Devlin warms to the theme: “One of the lessons we learned early on was that we never lost money on a good person—meaning, bringing in strong talent really helped improved our firm overall. Learning that lesson allowed us to build out practice areas around a talented individual or individuals. For example, for a 220-person firm, we have a 10-person international tax group and an eight-person state-and-local tax group. Before that, the need for that type of work was distributed throughout the firm, but we didn’t have a dedicated expert, and we really only improved when we were able to hire a dedicated expert, and then organize around that expert.”
RULES OF RECRUITMENT
Recruiting an expert in a desired practice area is how the firm has stayed relevant and successful over three decades. Devlin cites Faith L. Gorman, who joined Daszkal Bolton 20 years ago, armed with a law degree from Hofstra, and Ernst and Young on her résumé. Gorman became the anchor for the firm’s state-and-local tax practice. “With her joining our firm, we immediately improved our state and local tax presence, and that’s something that we’ve been able to provide to our corporate clients,” he says, adding that the migration to South Florida from other states—that ubiquitous subject—has put this practice area into overdrive.

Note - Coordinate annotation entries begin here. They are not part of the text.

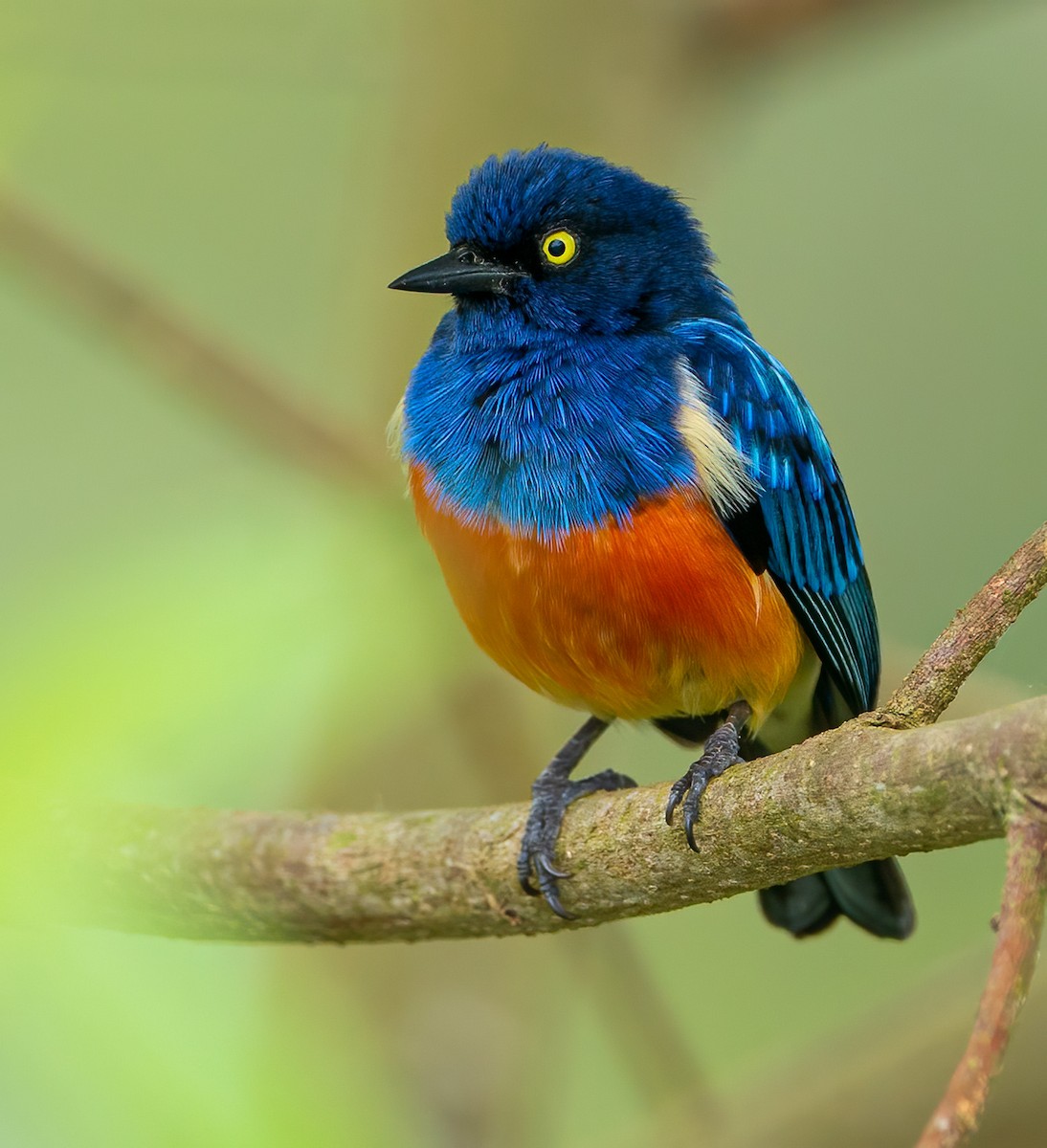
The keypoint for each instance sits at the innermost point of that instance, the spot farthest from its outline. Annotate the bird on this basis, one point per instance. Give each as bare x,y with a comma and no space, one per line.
634,506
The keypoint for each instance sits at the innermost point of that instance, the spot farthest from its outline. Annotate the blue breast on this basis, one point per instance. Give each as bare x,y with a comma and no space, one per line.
543,430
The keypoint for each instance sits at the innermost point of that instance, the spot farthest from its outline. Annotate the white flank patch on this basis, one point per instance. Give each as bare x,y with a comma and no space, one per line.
723,475
394,431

International tax planning is another area where Daszkal Bolton established a beachhead. “Companies are coming to South Florida from abroad, or companies that are local to us or to the United States are doing business abroad, or sourcing product abroad,” Devlin says. For the past six years, Christopher J. Galuppo—a CPA and a lawyer who is a member of the bar in New York, Connecticut and Florida—has led these services; the firm recently added Zvi Rafilovich, a CPA in both Florida and Georgia, so that area continues to grow. “If we’re trying to service clients with some level of complication, obviously international tax rules, responsibilities and planning would be considered a complication and a pain point for many businesses, so we’re going to try to help clients navigate that pain point,” Devlin says.
Estate work is more of a legacy piece of the practice, but these days it, too, dovetails with the exodus to Florida. “I had a meeting with an attorney today, and we were talking about a couple who came from California, a community property state, and Florida is not a community property state,” Devlin says. “In order to do their planning in Florida, they had to break their community property ownership.”
Devlin says it’s “very complicated.” And, yes, the firm has experts for that.